When they see an opportunity, businesses should be ready to pivot, says Bernardo. “You try to reimagine what you can be. Right now, your product may no longer be relevant to what is happening. Can you pivot to another thing?”

He cites how the crisis prompted distilleries to produce hand sanitizers and garment manufacturers to make masks and other personal protective equipment. “These businesses shifted because they saw an opportunity. They did not wait to do something else. They knew what they were good at and they shifted their strategy. They pivoted.”

Before COVID-19 hit, Foo was planning to start a business selling branded coffee, tea, and snacks to Chinese tourists visiting Kota Kinabalu. Knowing tourism would continue to be in a slump, he decided to refocus his sights on the local market and sell the goods online.

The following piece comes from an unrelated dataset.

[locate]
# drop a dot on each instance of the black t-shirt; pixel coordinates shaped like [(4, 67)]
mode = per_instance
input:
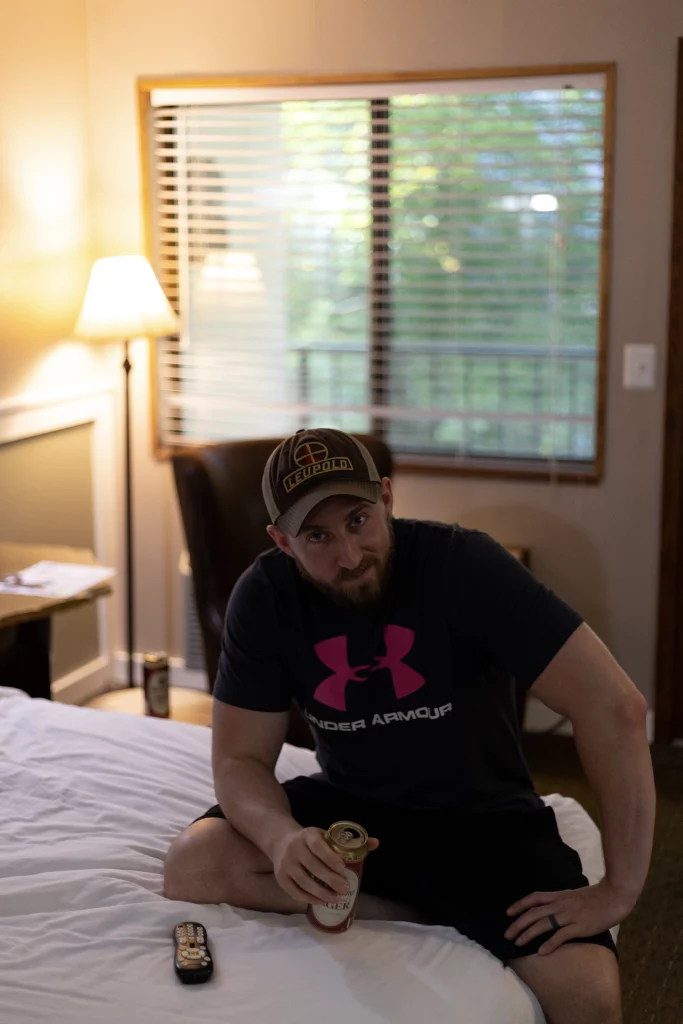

He says e-commerce is a viable option for SMEs because it means spending only a fraction of the cost of operating a brick-and-mortar store.

Al-Haadi Abu Bakar, co-founder of Brunei Darussalam-based online technology news provider Geekturf, also had to shift gears because of COVID-19.

With Bruneians working from home, Al-Haadi decided to produce content about essential computer equipment that they need. Typically, Geekturf carries content about new cellphones, gaming gear, laptops, among others.

Geekturf, which is active on Instagram and Facebook, is also looking at setting up an e-commerce arm to sell tech gadgets. “I think it’s a good way for us to diversify. We believe e-commerce is the next step for us,” he says.

Faran Jaya, an entrepreneurship coach, has been urging SMEs to start moving their business online because of the pandemic. Food and beverage remain a viable business for micro and small businesses as demand still exists, says Jaya, who heads Jakarta-based Wiranesia Foundation, which aims to foster entrepreneurship among Indonesians. 

He notes that many customers now order via social media apps, making it more vital for businesses to go online. 

Find a corollary business

Tria says as businesses deal with the crisis, it may be a good idea for them to set up a corollary business.

For instance, an agribusiness company can diversify and set up a logistics arm to support the main business as a new revenue stream. The logistics arm can serve other companies, given that many businesses are now going online, he says.

He stresses that there are opportunities amid the threats. “That’s why assessing your competitive position is important. You might find advantages, or opportunities you can take advantage of and strengths you probably didn’t realize you had.”